Politics & Policy

McCain: ‘I’d Call it a Cover-Up’

Sen. John McCain said Sunday that the actions taken by administration in the aftermath of the Benghazi attacks amounted to a “cover-up.”

https://youtube.com/watch?v=RUhWXDHmp7o

“For the president’s spokesman to say, ‘Well, there was only words or technical changes made in those e-mails’ is a flat-out untruth,” McCain told Martha Raddatz in an interview on This Week. “I’d call it a cover-up. I would call it a cover-up in the extent that there was willful removal of information which was obvious. It was obvious. Mr. Hicks said in his testimony his jaw dropped. . .  I was on another Sunday morning show after Susan Rice, my jaw dropped. I said look, people don’t bring rocket propelled grenades and mortars to demonstrations.”

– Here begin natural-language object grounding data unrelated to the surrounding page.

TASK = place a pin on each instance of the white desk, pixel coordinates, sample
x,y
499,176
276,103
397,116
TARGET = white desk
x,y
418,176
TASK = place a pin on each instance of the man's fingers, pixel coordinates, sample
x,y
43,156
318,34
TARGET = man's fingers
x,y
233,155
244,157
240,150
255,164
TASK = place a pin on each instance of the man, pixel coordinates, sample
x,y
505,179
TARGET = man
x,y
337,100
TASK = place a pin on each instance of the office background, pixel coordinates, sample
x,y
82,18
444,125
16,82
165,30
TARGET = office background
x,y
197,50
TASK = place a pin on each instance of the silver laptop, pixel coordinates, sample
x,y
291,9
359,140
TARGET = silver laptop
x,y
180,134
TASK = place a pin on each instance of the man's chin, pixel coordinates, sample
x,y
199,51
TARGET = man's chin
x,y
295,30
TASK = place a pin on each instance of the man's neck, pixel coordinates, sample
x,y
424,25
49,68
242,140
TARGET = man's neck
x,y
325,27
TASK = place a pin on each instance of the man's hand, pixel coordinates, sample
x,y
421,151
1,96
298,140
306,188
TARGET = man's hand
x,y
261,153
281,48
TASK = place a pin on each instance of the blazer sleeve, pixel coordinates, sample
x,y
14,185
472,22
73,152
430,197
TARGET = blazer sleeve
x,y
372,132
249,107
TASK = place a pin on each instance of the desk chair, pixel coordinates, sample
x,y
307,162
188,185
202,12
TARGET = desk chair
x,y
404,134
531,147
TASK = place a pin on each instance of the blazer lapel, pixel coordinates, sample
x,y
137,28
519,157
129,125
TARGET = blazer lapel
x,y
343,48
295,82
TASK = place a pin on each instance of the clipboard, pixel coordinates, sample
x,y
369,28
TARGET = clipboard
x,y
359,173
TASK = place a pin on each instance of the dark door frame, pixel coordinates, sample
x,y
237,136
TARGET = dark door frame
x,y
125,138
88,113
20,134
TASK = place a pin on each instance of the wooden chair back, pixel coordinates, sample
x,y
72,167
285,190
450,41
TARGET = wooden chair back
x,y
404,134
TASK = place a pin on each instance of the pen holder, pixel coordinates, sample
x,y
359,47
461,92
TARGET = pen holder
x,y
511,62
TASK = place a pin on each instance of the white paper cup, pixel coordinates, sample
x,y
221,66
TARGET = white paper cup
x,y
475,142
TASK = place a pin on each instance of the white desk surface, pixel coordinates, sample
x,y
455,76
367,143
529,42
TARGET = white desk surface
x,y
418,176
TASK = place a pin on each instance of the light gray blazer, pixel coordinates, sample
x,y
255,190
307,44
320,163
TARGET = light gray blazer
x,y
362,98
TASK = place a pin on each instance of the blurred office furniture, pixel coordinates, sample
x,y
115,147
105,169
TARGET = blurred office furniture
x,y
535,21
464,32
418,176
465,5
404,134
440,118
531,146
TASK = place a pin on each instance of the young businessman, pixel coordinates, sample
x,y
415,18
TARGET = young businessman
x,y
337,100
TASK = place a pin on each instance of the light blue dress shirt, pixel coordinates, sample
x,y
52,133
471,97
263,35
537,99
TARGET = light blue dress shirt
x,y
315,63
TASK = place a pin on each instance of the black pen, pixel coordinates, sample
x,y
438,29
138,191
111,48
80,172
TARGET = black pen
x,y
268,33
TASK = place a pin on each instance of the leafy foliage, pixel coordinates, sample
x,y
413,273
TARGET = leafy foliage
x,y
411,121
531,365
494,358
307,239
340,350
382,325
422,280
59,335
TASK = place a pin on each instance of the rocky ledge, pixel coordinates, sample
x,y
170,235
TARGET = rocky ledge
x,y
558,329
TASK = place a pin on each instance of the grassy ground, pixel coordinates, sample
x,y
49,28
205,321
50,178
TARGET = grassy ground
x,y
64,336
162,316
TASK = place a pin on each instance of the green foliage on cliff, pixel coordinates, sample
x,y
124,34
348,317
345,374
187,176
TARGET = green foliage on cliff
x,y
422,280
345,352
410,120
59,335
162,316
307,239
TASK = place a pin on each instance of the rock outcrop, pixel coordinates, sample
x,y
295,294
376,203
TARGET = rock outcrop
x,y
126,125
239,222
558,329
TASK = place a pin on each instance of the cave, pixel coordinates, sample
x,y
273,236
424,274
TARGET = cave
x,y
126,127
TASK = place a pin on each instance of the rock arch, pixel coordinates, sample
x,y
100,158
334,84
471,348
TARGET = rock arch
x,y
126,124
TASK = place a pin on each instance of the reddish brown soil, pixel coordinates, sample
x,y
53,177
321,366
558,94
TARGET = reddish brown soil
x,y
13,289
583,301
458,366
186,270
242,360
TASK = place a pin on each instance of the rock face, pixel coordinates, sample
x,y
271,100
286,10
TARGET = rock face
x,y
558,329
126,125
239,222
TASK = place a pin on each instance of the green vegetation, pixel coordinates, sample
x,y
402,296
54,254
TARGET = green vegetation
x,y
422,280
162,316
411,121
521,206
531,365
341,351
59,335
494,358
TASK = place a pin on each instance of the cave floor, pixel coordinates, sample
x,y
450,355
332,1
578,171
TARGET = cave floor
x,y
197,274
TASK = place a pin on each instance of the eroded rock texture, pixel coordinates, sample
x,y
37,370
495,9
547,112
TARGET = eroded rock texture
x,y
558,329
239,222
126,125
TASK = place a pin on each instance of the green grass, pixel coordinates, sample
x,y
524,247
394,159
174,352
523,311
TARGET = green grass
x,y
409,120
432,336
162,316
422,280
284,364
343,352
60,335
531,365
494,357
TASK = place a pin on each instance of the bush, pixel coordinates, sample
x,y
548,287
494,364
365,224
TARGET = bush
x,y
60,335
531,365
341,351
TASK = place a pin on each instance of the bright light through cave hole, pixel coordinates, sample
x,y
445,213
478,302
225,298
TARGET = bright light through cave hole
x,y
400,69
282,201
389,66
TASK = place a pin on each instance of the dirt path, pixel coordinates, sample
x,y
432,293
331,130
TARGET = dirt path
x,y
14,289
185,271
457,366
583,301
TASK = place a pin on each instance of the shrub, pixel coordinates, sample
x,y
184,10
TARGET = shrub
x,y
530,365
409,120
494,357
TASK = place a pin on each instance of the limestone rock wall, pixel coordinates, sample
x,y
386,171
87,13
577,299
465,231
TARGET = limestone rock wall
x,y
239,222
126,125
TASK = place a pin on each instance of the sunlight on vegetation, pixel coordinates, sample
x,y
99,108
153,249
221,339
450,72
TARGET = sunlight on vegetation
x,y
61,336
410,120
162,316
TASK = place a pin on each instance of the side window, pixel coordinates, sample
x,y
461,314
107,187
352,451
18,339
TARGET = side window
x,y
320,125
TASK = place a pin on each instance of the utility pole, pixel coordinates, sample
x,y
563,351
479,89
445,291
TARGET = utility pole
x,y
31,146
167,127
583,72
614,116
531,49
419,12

Recent reporting from Stephen Hayes and Jonathan Karl, among other sources, has shown that substantive changes were made by administration operatives to the post-attack talking points originally created by the CIA. White House spokesman Jay Carney had long insisted that the only changes made were “stylistic” before yielding on Friday that more extensive revisions were made as part of an “interagency process.” The final version of the talking points removed any reference to Ansar al-Sharia, the al-Qeade linked group that took credit for the attack.

McCain suggested the motivation for the narrative management was the presidential campaign.

“The narrative of the Obama campaign is ‘Bin Laden is dead, Al Qaeda is on the run, not to worry about anything,’ and here comes this attack on Benghazi,” said McCain.

The Arizona senator echoed calls for a congressional select committee to lead further investigations, but he distanced himself from Sen. James Inhofe (R., Okla) who earlier this week said that “the I-word” — impeachment — might soon be in order.